Yvonne Poot appreciates a good story well-told, no matter the medium. She lectures on film history and analysis at Amsterdam University of Applied Sciences and has her own company, appropriately named wordsmart, which offers editing and translation services. She lives in Utrecht with her husband Martijn and a wonderful Rhodesian Ridgeback named Elmo. In addition to writing and film, she enjoys Crossfit and a good pint. ‘You can wake me up in the middle of the night for a Guinness, the best beer in the world!’
As a teenager growing up in a small town near Eindhoven she dreamed of being a writer—it’s a dream she finally decided to act on when she signed up for her first workshop with us.
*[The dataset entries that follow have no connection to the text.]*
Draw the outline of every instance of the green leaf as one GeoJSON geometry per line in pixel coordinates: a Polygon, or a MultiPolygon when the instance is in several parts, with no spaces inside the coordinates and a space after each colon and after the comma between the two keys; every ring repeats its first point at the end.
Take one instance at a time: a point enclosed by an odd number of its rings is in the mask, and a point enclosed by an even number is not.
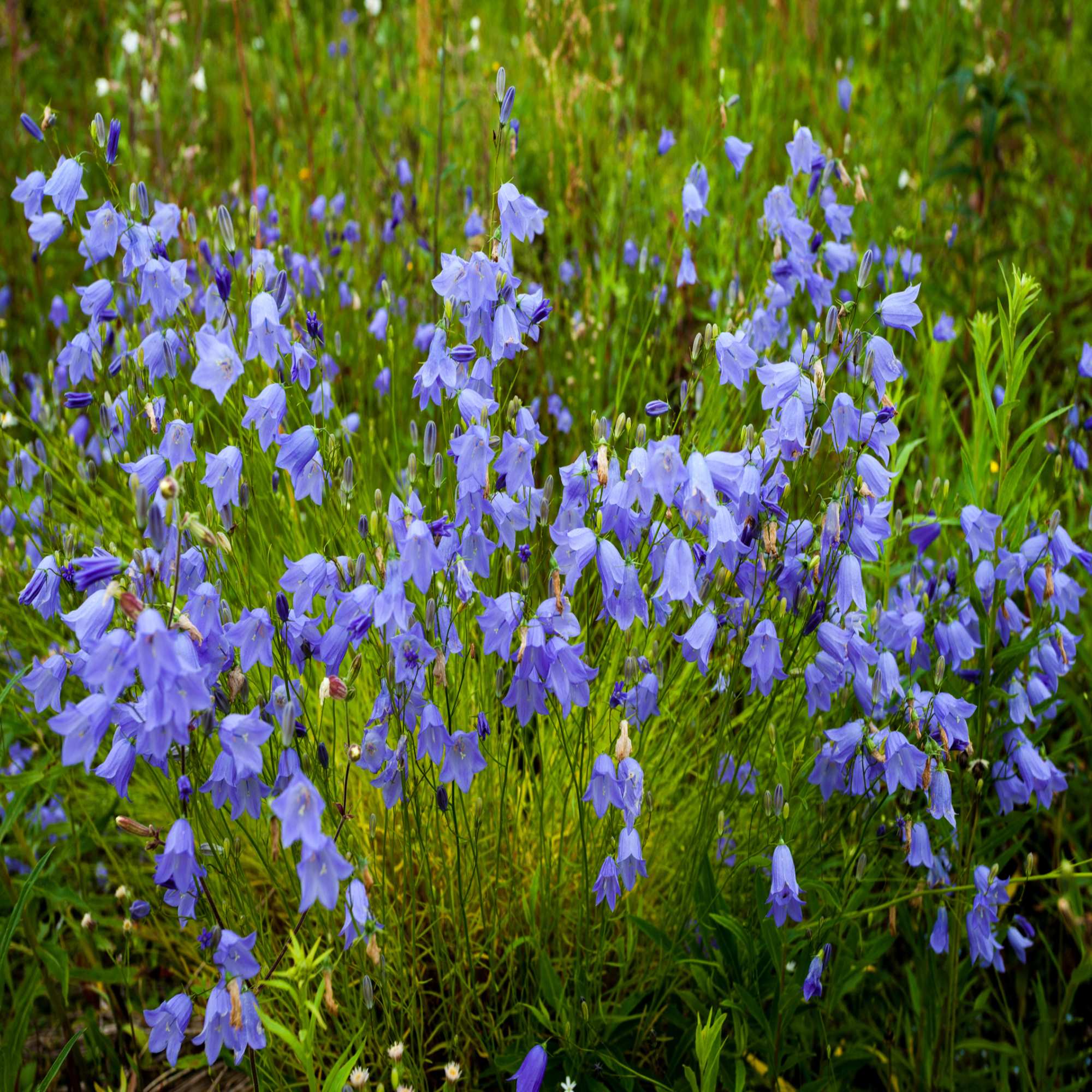
{"type": "Polygon", "coordinates": [[[41,870],[46,867],[46,862],[52,856],[54,846],[50,846],[38,859],[38,863],[31,869],[31,875],[26,877],[23,881],[22,888],[19,891],[19,898],[15,900],[15,906],[11,912],[11,916],[4,923],[3,933],[0,934],[0,963],[4,963],[8,959],[8,948],[11,945],[12,937],[15,936],[15,929],[19,927],[19,921],[23,916],[23,911],[26,909],[26,904],[29,901],[31,892],[34,890],[34,885],[38,882],[38,877],[41,875],[41,870]]]}
{"type": "MultiPolygon", "coordinates": [[[[345,1052],[348,1053],[351,1047],[346,1046],[345,1052]]],[[[342,1055],[344,1058],[345,1055],[342,1055]]],[[[339,1058],[334,1063],[333,1069],[327,1073],[327,1079],[322,1082],[322,1092],[341,1092],[341,1090],[348,1083],[348,1075],[353,1072],[353,1067],[356,1065],[357,1058],[360,1057],[360,1051],[357,1049],[356,1054],[352,1058],[342,1061],[339,1058]]]]}
{"type": "Polygon", "coordinates": [[[57,1055],[54,1059],[54,1064],[49,1067],[49,1072],[38,1082],[38,1088],[36,1092],[46,1092],[46,1089],[57,1079],[57,1075],[61,1071],[61,1066],[64,1065],[64,1059],[69,1056],[69,1051],[83,1037],[83,1029],[81,1028],[73,1036],[64,1044],[61,1048],[61,1053],[57,1055]]]}

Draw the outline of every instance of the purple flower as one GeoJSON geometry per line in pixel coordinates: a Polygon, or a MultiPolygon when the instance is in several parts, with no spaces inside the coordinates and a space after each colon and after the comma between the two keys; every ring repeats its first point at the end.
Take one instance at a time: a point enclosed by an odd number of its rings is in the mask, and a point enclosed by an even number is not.
{"type": "Polygon", "coordinates": [[[242,415],[242,427],[258,430],[258,441],[262,451],[269,451],[269,446],[276,439],[277,429],[288,408],[288,400],[280,383],[270,383],[254,397],[244,394],[247,412],[242,415]]]}
{"type": "Polygon", "coordinates": [[[202,327],[194,339],[198,364],[190,377],[194,387],[212,391],[217,403],[224,397],[235,381],[242,375],[242,361],[232,344],[232,331],[225,327],[218,333],[202,327]]]}
{"type": "Polygon", "coordinates": [[[846,114],[850,112],[850,105],[853,102],[853,84],[850,83],[848,76],[842,76],[838,81],[838,105],[845,110],[846,114]]]}
{"type": "Polygon", "coordinates": [[[811,130],[807,126],[800,126],[796,130],[793,139],[785,144],[785,152],[788,154],[788,165],[793,168],[794,175],[810,174],[812,161],[820,155],[819,145],[812,139],[811,130]]]}
{"type": "Polygon", "coordinates": [[[618,866],[615,864],[614,857],[608,856],[603,862],[603,867],[600,868],[600,875],[595,878],[592,890],[595,892],[596,906],[606,899],[607,905],[612,910],[615,909],[618,895],[621,894],[621,887],[618,883],[618,866]]]}
{"type": "Polygon", "coordinates": [[[533,1046],[527,1051],[520,1068],[508,1079],[515,1081],[515,1092],[538,1092],[545,1076],[546,1051],[544,1047],[533,1046]]]}
{"type": "Polygon", "coordinates": [[[941,312],[940,318],[937,319],[937,324],[933,328],[933,340],[945,342],[951,341],[956,336],[956,320],[950,316],[941,312]]]}
{"type": "Polygon", "coordinates": [[[361,880],[353,880],[345,889],[345,924],[337,934],[345,938],[345,948],[365,930],[371,918],[368,890],[361,880]]]}
{"type": "Polygon", "coordinates": [[[622,827],[618,831],[618,875],[627,891],[632,890],[638,876],[649,875],[641,854],[641,835],[636,827],[622,827]]]}
{"type": "Polygon", "coordinates": [[[242,452],[228,444],[218,455],[205,452],[205,476],[202,485],[212,489],[216,508],[239,503],[239,476],[242,474],[242,452]]]}
{"type": "MultiPolygon", "coordinates": [[[[118,158],[118,144],[121,142],[121,122],[117,118],[110,120],[110,129],[106,134],[106,162],[112,167],[118,158]]],[[[174,1063],[171,1063],[174,1065],[174,1063]]]]}
{"type": "Polygon", "coordinates": [[[224,929],[221,933],[219,945],[216,947],[212,961],[221,969],[225,978],[232,975],[246,981],[258,974],[261,966],[253,957],[253,947],[257,940],[257,933],[251,933],[246,937],[240,937],[230,929],[224,929]]]}
{"type": "MultiPolygon", "coordinates": [[[[45,140],[45,134],[41,131],[40,126],[29,114],[21,114],[19,116],[20,124],[35,139],[38,141],[45,140]]],[[[174,1065],[174,1063],[171,1063],[174,1065]]]]}
{"type": "Polygon", "coordinates": [[[709,215],[705,207],[708,199],[709,174],[700,163],[696,163],[682,183],[682,226],[686,230],[691,226],[700,227],[702,219],[709,215]]]}
{"type": "Polygon", "coordinates": [[[800,895],[804,892],[796,883],[793,854],[784,842],[773,851],[770,873],[770,897],[765,900],[770,909],[765,916],[772,917],[778,928],[785,924],[786,917],[802,922],[804,916],[800,907],[805,903],[800,895]]]}
{"type": "Polygon", "coordinates": [[[232,756],[238,778],[262,772],[261,746],[272,733],[273,725],[261,719],[257,705],[249,713],[229,713],[221,721],[219,741],[232,756]]]}
{"type": "Polygon", "coordinates": [[[285,848],[297,841],[318,845],[322,839],[325,806],[314,785],[304,773],[297,772],[288,787],[270,804],[270,810],[281,820],[281,844],[285,848]]]}
{"type": "Polygon", "coordinates": [[[175,994],[158,1008],[144,1010],[144,1022],[152,1029],[147,1036],[150,1054],[167,1052],[167,1061],[174,1066],[186,1040],[186,1028],[193,1012],[193,1002],[185,994],[175,994]]]}
{"type": "Polygon", "coordinates": [[[353,875],[353,866],[337,852],[329,835],[316,842],[304,841],[304,850],[296,866],[299,876],[299,912],[318,900],[327,910],[337,905],[339,882],[353,875]]]}
{"type": "Polygon", "coordinates": [[[728,163],[736,168],[736,177],[743,173],[747,156],[751,154],[755,145],[741,141],[738,136],[724,138],[724,154],[728,157],[728,163]]]}
{"type": "Polygon", "coordinates": [[[879,311],[880,322],[889,330],[905,330],[911,337],[916,337],[914,327],[922,321],[922,309],[917,306],[919,284],[912,284],[901,292],[892,292],[880,300],[879,311]]]}
{"type": "Polygon", "coordinates": [[[61,607],[60,589],[61,571],[57,568],[57,559],[46,554],[19,593],[20,605],[34,607],[43,618],[52,618],[61,607]]]}
{"type": "Polygon", "coordinates": [[[911,867],[931,868],[933,846],[929,844],[929,829],[924,822],[915,822],[910,829],[910,847],[906,864],[911,867]]]}
{"type": "Polygon", "coordinates": [[[189,820],[176,819],[167,833],[163,853],[155,855],[155,882],[185,892],[204,874],[204,868],[198,863],[189,820]]]}
{"type": "Polygon", "coordinates": [[[690,248],[682,248],[682,257],[679,259],[679,272],[675,278],[675,287],[681,288],[685,284],[697,284],[698,271],[693,265],[693,258],[690,256],[690,248]]]}
{"type": "Polygon", "coordinates": [[[477,733],[452,732],[443,756],[440,781],[453,781],[464,793],[468,793],[474,774],[480,773],[485,767],[477,733]]]}
{"type": "Polygon", "coordinates": [[[587,782],[587,791],[581,797],[595,808],[595,814],[602,819],[607,808],[613,804],[621,808],[621,786],[615,773],[614,762],[609,755],[600,755],[592,767],[592,776],[587,782]]]}
{"type": "Polygon", "coordinates": [[[755,627],[741,663],[751,673],[748,693],[753,693],[757,689],[762,695],[769,695],[774,679],[787,678],[781,666],[781,638],[769,618],[763,618],[755,627]]]}
{"type": "Polygon", "coordinates": [[[239,620],[225,627],[224,636],[239,650],[239,664],[245,672],[254,664],[273,666],[273,622],[265,607],[244,608],[239,620]]]}
{"type": "Polygon", "coordinates": [[[246,358],[260,356],[270,368],[275,368],[282,353],[288,353],[288,334],[281,324],[276,300],[268,292],[260,292],[250,301],[250,333],[247,335],[246,358]]]}
{"type": "Polygon", "coordinates": [[[804,1000],[810,1001],[815,997],[822,997],[822,953],[814,956],[808,964],[808,973],[804,980],[804,1000]]]}
{"type": "Polygon", "coordinates": [[[87,192],[83,188],[83,167],[80,161],[66,159],[62,155],[41,192],[52,199],[57,211],[68,216],[71,224],[76,201],[84,201],[87,198],[87,192]]]}
{"type": "Polygon", "coordinates": [[[997,530],[1001,525],[999,515],[987,512],[975,505],[966,505],[959,513],[959,525],[966,537],[972,561],[978,559],[980,550],[986,554],[994,551],[997,545],[997,530]]]}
This spring she’s joining us for her third Level II workshop.
Q: What made you sign up for your first workshop?
A: I had a now-or-never epiphany (turning forty probably had something to do with that…), I quit my job, started my own business and decided writing should be a big part of this new life. That’s when I signed up.
Q: Where do you get your material from?
A: I have a ‘process book’; a large, black Moleskin in which I collect random ideas, sentences I read or hear, words I find beautiful or weird, pictures that trigger my imagination. It is my big black book of ideas and creativity.
Q: Who are your literary heroes?
- Charles Dickens, because I love his use of language, his precise analysis of human character and his belief in the triumph of good over evil (A Tale of Two Cities).
- Gore Vidal, because he wrote delicious gossip clothed in well researched historical accounts (Creation).
- Richard Yates, because he understood the disappointment people experience in life and themselves (Revolutionary Road).
- Terry Pratchett, because he was a true wizard. He conjured up worlds full of genius, humorous wordplay (any Discworld novel).
Q: What’s been the most exciting thing about writing?
A: I love the moment when I have most of the pieces of the puzzle, but don’t see the complete story yet: a lot of the research is done, the angle is chosen, most of the storyline is clear. I can start pulling the words out of my brain and play with them on paper, but there is also still room for surprises and unforeseen plot changes.